Egypt and the Suez Canal

The Suez Canal is the manmade waterway that connects the Mediterranean Sea with the Gulf of Suez at northern part of the Red Sea and is controlled exclusively by the government of Egypt. Since its inception in 1869 the Suez Canal has been a significant historical and maritime achievement. Not only has it become a regular throughway for cargo ships and oil tankers, but it saves about 6,000 miles of travel for those looking to use it as a cut through to avoid going around Cape Horn, the southern tip of Africa. This keeps transit times a lot faster and ocean freight rates much lower as a result. It is for this reason that the newest trouble in Egypt has become a huge concern for the United States and its oil interests as well as the shipping industry as a whole.
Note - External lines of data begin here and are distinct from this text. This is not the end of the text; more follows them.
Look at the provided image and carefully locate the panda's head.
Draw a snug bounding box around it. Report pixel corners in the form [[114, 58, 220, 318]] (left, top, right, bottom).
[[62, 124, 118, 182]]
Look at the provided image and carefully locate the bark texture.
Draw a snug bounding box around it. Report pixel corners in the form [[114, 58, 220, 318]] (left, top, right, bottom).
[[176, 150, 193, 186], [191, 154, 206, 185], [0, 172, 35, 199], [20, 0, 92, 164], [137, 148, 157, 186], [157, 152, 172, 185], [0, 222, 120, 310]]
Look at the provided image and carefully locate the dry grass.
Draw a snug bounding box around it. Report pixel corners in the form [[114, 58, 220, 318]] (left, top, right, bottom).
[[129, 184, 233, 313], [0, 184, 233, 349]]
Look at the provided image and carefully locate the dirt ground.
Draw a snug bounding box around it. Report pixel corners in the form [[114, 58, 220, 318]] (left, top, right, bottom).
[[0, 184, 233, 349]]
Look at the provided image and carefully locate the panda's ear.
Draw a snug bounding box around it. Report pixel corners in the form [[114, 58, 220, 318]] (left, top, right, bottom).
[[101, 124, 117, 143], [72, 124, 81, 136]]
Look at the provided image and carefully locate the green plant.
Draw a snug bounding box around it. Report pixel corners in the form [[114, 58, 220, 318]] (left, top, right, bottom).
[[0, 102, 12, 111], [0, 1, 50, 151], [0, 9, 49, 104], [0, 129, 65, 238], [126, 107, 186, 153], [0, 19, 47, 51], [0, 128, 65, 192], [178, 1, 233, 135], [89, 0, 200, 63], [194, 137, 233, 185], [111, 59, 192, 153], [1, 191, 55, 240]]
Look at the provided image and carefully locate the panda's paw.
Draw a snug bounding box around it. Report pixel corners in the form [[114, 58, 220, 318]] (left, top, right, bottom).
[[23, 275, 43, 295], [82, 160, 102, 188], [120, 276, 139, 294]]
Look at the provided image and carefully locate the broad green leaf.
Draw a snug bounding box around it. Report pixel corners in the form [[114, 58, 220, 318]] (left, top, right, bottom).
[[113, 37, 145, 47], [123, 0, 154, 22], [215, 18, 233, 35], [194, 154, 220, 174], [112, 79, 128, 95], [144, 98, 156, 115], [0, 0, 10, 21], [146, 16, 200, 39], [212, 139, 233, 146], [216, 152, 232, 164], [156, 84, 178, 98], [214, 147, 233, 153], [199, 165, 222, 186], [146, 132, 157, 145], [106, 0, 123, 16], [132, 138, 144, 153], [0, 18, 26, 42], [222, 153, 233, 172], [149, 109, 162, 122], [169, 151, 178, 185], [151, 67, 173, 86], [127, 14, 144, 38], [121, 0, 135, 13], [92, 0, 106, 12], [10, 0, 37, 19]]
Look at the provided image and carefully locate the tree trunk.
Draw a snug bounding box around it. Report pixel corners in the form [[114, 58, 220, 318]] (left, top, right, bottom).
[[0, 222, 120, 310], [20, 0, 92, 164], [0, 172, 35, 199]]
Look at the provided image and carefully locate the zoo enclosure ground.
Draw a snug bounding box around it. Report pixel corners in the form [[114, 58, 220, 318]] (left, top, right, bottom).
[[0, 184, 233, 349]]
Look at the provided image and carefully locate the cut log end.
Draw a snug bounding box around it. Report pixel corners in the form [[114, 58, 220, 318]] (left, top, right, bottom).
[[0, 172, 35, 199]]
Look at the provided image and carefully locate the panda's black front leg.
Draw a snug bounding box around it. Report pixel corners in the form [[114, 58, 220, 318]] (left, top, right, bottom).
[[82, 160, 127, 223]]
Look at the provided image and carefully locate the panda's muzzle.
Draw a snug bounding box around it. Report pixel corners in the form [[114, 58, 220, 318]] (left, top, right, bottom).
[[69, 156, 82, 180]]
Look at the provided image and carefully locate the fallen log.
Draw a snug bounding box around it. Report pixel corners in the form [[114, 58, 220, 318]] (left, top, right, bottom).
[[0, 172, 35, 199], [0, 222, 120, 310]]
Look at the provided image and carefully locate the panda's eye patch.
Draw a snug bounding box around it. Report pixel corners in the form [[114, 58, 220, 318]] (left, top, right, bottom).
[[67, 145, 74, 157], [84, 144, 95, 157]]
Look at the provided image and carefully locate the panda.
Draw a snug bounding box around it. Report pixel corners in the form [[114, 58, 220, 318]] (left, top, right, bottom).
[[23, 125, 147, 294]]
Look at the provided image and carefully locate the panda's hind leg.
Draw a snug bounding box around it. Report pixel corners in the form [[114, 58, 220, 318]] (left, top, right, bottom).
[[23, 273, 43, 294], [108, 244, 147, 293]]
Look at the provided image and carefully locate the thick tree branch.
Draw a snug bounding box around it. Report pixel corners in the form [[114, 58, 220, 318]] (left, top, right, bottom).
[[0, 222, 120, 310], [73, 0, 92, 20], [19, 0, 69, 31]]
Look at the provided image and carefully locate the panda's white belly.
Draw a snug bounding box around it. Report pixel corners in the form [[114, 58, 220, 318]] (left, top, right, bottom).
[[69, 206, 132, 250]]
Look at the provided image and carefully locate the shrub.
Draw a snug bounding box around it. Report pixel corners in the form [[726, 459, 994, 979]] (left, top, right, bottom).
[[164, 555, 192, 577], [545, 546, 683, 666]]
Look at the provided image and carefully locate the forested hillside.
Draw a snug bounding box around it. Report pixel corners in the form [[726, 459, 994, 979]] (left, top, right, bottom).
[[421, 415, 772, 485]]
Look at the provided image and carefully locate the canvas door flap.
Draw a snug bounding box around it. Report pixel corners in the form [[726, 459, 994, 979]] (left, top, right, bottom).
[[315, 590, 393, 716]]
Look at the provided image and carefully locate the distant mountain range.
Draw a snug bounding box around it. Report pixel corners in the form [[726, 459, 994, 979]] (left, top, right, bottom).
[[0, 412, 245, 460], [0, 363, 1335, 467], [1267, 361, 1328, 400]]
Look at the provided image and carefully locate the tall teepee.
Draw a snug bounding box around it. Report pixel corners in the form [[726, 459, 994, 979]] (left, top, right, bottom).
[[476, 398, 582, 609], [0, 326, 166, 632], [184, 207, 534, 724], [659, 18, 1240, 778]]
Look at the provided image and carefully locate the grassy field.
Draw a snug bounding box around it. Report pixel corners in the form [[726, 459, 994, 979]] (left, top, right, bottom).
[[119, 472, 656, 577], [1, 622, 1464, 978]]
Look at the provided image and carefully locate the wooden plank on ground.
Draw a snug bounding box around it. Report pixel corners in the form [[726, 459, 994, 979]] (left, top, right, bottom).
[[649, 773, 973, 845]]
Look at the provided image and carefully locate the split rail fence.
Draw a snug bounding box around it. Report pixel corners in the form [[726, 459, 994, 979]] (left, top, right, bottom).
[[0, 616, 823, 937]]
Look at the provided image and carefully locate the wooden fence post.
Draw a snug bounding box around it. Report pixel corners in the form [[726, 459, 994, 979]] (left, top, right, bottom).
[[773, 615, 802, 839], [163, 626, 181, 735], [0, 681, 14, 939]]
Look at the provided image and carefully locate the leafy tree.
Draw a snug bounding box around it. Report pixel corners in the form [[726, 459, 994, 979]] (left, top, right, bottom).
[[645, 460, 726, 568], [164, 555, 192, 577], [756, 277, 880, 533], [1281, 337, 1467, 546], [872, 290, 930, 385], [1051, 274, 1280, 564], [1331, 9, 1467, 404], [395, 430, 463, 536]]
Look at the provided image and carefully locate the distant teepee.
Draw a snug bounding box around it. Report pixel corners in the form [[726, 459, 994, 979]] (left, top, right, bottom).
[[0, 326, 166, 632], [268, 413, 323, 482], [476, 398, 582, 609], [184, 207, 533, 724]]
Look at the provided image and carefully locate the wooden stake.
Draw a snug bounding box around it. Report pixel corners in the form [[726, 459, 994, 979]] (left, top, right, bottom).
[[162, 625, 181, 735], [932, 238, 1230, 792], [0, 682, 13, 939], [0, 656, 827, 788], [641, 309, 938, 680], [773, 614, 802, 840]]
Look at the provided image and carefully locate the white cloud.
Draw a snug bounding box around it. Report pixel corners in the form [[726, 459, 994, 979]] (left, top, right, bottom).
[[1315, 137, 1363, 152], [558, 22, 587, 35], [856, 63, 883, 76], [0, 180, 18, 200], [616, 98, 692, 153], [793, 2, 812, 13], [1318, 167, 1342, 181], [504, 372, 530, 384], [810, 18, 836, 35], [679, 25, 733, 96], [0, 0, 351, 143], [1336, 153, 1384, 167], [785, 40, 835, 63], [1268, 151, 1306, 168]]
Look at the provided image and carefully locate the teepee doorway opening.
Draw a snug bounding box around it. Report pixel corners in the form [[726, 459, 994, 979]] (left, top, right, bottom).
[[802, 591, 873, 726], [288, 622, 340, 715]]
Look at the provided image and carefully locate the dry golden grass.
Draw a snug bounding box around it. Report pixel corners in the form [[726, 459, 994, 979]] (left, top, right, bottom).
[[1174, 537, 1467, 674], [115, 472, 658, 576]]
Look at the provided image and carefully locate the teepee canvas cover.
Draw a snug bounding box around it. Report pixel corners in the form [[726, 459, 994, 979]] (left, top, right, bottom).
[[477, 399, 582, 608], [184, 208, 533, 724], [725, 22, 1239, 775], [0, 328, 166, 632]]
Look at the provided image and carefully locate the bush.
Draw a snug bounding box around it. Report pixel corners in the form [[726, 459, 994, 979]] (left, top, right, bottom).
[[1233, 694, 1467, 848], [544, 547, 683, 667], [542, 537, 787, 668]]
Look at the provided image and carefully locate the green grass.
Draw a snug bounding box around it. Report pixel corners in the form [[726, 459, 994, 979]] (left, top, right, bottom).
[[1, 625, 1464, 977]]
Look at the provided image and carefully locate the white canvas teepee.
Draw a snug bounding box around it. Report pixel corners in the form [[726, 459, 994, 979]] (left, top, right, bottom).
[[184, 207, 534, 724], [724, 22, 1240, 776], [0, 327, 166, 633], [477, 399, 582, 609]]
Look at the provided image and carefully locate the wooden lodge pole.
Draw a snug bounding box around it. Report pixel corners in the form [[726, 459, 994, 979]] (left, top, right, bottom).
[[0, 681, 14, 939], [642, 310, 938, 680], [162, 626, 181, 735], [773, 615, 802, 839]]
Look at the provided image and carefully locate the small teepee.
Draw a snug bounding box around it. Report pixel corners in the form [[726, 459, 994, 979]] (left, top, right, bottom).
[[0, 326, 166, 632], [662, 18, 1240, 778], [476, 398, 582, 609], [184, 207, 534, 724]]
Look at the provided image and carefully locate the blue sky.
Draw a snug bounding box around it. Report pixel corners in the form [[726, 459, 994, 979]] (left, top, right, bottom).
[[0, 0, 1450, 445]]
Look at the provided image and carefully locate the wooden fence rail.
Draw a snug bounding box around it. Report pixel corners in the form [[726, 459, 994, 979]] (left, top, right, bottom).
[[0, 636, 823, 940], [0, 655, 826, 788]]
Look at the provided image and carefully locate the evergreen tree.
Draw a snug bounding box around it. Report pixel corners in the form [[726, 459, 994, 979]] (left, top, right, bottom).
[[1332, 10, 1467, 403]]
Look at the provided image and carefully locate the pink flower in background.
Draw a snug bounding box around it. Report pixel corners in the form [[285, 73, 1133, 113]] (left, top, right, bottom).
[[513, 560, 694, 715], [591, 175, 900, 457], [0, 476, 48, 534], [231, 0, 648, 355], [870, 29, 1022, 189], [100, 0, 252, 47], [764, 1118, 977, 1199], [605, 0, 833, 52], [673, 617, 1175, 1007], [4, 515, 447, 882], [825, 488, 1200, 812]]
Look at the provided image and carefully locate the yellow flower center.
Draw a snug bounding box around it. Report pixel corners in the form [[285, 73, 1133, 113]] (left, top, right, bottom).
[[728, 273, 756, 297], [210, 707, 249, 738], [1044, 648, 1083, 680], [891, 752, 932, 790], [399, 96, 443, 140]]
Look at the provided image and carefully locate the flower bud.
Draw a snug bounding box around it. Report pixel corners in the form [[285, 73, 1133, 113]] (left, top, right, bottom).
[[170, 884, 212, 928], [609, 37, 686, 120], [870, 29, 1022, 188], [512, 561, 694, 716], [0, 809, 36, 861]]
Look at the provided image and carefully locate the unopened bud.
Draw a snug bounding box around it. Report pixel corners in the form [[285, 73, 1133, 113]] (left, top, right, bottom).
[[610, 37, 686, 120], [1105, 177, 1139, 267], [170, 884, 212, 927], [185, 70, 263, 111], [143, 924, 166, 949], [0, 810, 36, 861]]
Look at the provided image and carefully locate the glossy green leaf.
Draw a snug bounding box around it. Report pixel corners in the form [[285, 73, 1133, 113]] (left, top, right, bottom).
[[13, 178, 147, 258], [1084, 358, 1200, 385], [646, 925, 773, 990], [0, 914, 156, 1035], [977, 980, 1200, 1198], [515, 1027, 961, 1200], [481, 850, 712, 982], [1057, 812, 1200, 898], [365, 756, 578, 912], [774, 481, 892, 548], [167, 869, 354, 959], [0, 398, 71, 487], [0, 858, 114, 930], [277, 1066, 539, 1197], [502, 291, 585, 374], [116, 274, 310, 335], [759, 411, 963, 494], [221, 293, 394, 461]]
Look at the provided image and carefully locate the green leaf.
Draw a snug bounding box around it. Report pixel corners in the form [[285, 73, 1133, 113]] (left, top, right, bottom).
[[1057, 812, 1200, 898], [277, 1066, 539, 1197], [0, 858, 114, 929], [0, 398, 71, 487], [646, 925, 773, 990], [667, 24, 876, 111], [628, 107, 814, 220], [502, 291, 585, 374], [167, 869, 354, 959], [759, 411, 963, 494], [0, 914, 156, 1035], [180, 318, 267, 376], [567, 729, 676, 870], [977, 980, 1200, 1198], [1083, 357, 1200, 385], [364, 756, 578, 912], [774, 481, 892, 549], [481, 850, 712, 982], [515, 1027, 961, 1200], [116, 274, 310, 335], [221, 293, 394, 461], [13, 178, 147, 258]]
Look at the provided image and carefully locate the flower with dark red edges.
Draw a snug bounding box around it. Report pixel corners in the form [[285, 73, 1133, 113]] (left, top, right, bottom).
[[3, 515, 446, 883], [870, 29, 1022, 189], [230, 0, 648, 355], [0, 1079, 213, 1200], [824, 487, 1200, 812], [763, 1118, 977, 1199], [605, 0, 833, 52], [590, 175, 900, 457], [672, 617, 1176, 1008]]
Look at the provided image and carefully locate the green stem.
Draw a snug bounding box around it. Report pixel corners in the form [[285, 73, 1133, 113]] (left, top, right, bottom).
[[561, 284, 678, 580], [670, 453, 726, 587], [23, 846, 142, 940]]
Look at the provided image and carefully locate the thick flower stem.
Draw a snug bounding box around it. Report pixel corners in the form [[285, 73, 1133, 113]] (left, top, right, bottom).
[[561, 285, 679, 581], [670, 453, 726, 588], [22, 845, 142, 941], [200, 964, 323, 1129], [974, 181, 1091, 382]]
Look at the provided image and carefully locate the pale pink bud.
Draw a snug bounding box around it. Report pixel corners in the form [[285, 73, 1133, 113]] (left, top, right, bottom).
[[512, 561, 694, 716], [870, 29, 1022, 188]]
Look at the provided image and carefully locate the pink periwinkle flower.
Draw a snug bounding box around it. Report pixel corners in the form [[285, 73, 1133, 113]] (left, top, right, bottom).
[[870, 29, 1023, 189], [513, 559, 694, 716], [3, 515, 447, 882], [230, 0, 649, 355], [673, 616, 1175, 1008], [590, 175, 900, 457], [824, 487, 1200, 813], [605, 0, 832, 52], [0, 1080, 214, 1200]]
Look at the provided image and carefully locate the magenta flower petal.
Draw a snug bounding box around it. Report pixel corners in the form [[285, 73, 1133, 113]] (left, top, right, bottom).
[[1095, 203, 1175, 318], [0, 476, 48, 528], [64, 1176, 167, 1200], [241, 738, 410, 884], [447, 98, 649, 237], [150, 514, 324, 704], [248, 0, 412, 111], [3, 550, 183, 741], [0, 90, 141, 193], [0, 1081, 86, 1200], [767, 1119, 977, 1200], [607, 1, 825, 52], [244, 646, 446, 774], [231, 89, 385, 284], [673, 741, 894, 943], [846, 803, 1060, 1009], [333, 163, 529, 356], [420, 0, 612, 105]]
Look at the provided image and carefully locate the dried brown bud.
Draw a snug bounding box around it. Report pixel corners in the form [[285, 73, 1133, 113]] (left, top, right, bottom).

In the past, the Egyptian government has used different ways to slow and even stop the flow of cargo through the Suez and the latest political issues in that country have made the people in the shipping industry uneasy. Most recently Egypt has allowed an Iranian warship pass through the canal, despite the United States’ request to stop it. It is said that this was a signal to say that Egypt is solely in control of the canal and no one, not even the United States, can stop them. By this, many shipping companies are taking a hard look at their international freight shipping projections and revising to accommodate a possible closure of this area. If the political unrest continues, we may all be revising our shipping routes.